Bottom line:  Not much to see here. Really. The full takeaway is an improved report compared to the poor prior months but there is softness underneath the top-line results in a continuing weak economy. Regarding political implications, due to the current weak state in the economy, this jobs report and the next three before the election will only confirm preconceived views on the economy and/or the President absent a breakout report (high or low) above 200-250k or below 0.

As predicted there is enough in this report for each partisan side to make some nominal hay for their side following this morning’s jobs report.

  • The Obama campaign will tout the micro-gains — an uptick in jobs last month, especially the private sector (up 172k)
  • The Romney campaign will tout the macro-weakness — an uptick in overall unemployment rate to 8.3% which would have been 8.4% if people hadn’t dropped out of the labor force again

They are both right. It is simply a matter of whether you are predisposed to give Obama a pass on the economy or you think the economy can and should do much better. Today’s report has plenty for both sides:

U.S. payrolls increased by a seasonally adjusted 163,000 jobs last month, the Labor Department said Friday, but the unemployment rate, obtained by a separate survey of U.S. households, ticked up one-tenth of a percent to 8.3%. Economists surveyed by Dow Jones Newswires expected a gain of 95,000 in payrolls and an 8.2% jobless rate. The latest payroll numbers are encouraging after three months of weak job creation, but the figures still aren’t enough to lower the unemployment rate, and hiring remains well below the pace set at the start of the year.

June and May payroll numbers were revised with only a small net effect—June payrolls rose 64,000 compared with the initially reported 80,000, and May was up 87,000 versus an earlier estimate of 77,000. The Labor Department Friday said private companies accounted for all of the growth in July payrolls, adding 172,000 jobs during the month. Governments, meanwhile, shed 9,000 positions. The federal work force shrank by 2,000.

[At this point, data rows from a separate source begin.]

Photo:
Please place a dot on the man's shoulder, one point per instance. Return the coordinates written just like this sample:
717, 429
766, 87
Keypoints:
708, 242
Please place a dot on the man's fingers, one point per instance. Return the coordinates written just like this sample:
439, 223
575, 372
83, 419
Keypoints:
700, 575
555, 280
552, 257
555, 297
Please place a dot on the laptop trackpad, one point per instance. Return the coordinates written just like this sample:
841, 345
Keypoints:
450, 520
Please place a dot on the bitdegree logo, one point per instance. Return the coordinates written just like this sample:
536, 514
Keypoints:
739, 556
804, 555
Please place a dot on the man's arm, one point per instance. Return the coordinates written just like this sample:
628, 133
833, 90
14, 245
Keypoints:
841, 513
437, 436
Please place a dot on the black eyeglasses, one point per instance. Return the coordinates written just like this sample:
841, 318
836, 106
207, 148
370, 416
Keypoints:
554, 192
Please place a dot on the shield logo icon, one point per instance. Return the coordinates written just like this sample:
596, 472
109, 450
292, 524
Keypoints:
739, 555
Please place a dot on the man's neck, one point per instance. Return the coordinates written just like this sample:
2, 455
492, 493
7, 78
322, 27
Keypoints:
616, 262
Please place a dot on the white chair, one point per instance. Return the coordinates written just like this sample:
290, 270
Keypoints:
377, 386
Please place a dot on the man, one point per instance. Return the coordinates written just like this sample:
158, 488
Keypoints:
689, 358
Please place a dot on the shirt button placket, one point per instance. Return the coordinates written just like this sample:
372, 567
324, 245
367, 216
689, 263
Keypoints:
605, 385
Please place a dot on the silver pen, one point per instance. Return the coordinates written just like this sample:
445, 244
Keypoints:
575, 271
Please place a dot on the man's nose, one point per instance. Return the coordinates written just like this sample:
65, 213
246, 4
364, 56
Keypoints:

Average earnings edged up by two cents to $23.52 an hour, while the average workweek was unchanged at 34.5 hours. A broader measure of unemployment—which includes job seekers as well as those in part-time jobs—rose to 15.0% in July from 14.9% the previous month.

Quick thoughts:

  • Much of the private-sector job improvements were in non-sustainable areas.  The manufacturing gains were due to auto manufacturers simply not shutting their plants like normal (+13k). This means 13,000 jobs were added back into the overall number that really weren’t new jobs created.  Also leisure and hospitality accounted for another +29k — these are waitresses and bartenders (or similar), not exactly the backbone of an economy.
  • This continues to be the longest stretch of 8% or higher unemployment since the Great Depression, 42 straight months.
  • If the labor force participation rate was the same as when Obama took office in January 2009, the unemployment rate would be 11.0%.
  • Unemployment for blacks fell from 14.4 percent to 14.1 percent, while the rate for Latinos slid from 11 percent to 10.3 percent. The unemployment rate for teenagers edged higher to 23.8 percent.
  • Average hourly earnings are up 1.7% over the last year, which is actually the same rate as inflation (that’s June12/June11 for inflation since we don’t have July’s price report yet).  Flat real paychecks are better than falling paychecks, but that’s a slow pace of wage growth, consistent with all the slack in the job market.
  • The seasonal adjustments factor is rightly confusing.  Don’t waste your time on it.  Just know that this occurs every month and it is a fudge factor that does shake the credibility of reports. The effect this month was seen in the household survey showing that the actual amount of Americans working dropped by 195,000, with the net job gain resulting primarily from seasonal adjustments in the establishment survey. This means no jobs were actually created, just the seasonal adjustment pushing the released figure into positive territory.
  • Regardless of the noise the seasonal adjustment creates, looking at the macro-trend you see a sputtering economy with weak job growth.

2 Trackbacks

  1. […] line (from two months ago) still applies today: Not much to see here. Really. The full takeaway is an improved report […]

  2. […] August, I wrote the following regarding the monthly jobs […]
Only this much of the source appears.